Before proceeding further please revisit the content on Ensemble models explained by Rahim.
For the purposes of this module we will be focusing on Boosting, but we will start with the difference between bagging & boosting.
“The strength of unity lies in the diversity”, this saying holds the same meaning in the world of machine learning. Ensemble models bring us that flavour of diversity to create powerful models that can handle complex problems. It is a combination of models each of which are trained to solve the same problem to provide the best result at the end.
For a machine learning task ( classification or regression), we need to have a model which identifies the necessary patterns in the data and does not overfit. In other words ‘the models should not be so simple as to not identify even the important patterns present in the data on one hand and on the other hand, they should not be so complex so as to even learn the noise present in the dataset’.
We can arrive at this solution either through a single model or an ensemble i.e., a collection of models.
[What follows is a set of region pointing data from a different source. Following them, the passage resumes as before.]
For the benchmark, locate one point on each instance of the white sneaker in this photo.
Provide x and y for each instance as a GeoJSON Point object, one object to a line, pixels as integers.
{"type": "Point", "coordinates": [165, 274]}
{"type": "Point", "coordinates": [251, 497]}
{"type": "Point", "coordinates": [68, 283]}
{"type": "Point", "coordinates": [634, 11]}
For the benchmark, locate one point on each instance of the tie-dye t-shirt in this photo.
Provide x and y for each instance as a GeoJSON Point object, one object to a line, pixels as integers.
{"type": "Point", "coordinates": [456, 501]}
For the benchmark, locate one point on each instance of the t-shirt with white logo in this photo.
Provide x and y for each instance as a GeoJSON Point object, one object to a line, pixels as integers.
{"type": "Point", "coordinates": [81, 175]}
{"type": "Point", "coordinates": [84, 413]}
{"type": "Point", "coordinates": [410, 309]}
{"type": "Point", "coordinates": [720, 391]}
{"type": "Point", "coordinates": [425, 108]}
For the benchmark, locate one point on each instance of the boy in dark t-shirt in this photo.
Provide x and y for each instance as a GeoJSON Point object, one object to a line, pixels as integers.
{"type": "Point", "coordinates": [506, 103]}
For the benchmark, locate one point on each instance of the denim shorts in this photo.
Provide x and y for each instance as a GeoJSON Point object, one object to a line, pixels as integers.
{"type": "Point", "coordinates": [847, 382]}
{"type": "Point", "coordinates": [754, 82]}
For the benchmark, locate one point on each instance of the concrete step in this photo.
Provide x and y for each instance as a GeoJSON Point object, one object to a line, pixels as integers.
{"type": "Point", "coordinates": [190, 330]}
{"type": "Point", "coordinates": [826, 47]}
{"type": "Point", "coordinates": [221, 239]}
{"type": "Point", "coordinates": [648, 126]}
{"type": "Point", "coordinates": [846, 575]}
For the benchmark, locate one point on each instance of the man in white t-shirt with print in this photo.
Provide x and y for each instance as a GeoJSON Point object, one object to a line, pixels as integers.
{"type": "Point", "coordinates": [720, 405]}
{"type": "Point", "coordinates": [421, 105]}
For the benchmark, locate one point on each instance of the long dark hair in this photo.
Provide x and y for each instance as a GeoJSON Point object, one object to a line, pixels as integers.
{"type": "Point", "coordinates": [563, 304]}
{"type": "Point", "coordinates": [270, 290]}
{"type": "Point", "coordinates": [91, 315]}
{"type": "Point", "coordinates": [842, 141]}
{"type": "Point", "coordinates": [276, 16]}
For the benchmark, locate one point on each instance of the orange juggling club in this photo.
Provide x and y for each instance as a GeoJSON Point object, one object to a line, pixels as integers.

By combining several models, ensemble learning methods create a strong learner thus reducing the bias and/or variance of the individual models.
Bagging is one such ensemble model which creates different training subsets from the training data, with replacement. Then, an algorithm with the same set of hyperparameters is built on these different subsets of data.
In this way, the same algorithm with a similar set of hyperparameters is exposed to different subsets of the training data, resulting in a slight difference between the individual models. The predictions of these individual models are combined by taking the average of all the values for regression or a majority vote for a classification problem. Random forest is an example of the bagging method.
Bagging works well when the algorithm we use to build our model has high variance. By this we mean the model built changes a lot even with slight changes in the data. As a result this, these algorithms overfit easily if not controlled. Recall, that decision trees are prone to overfitting if we don’t tune the hyperparameters well. Bagging works very well for high-variance models like decision trees.
Boosting is an another popular approach to ensembling. This technique combines individual models into a strong learner by creating sequential models such that the final model has higher accuracy than the individual models. Let us understand this.
These individual models are connected in such a way that the subsequent models are dependent on errors of the previous model and each subsequent model tries to correct the errors of the previous models.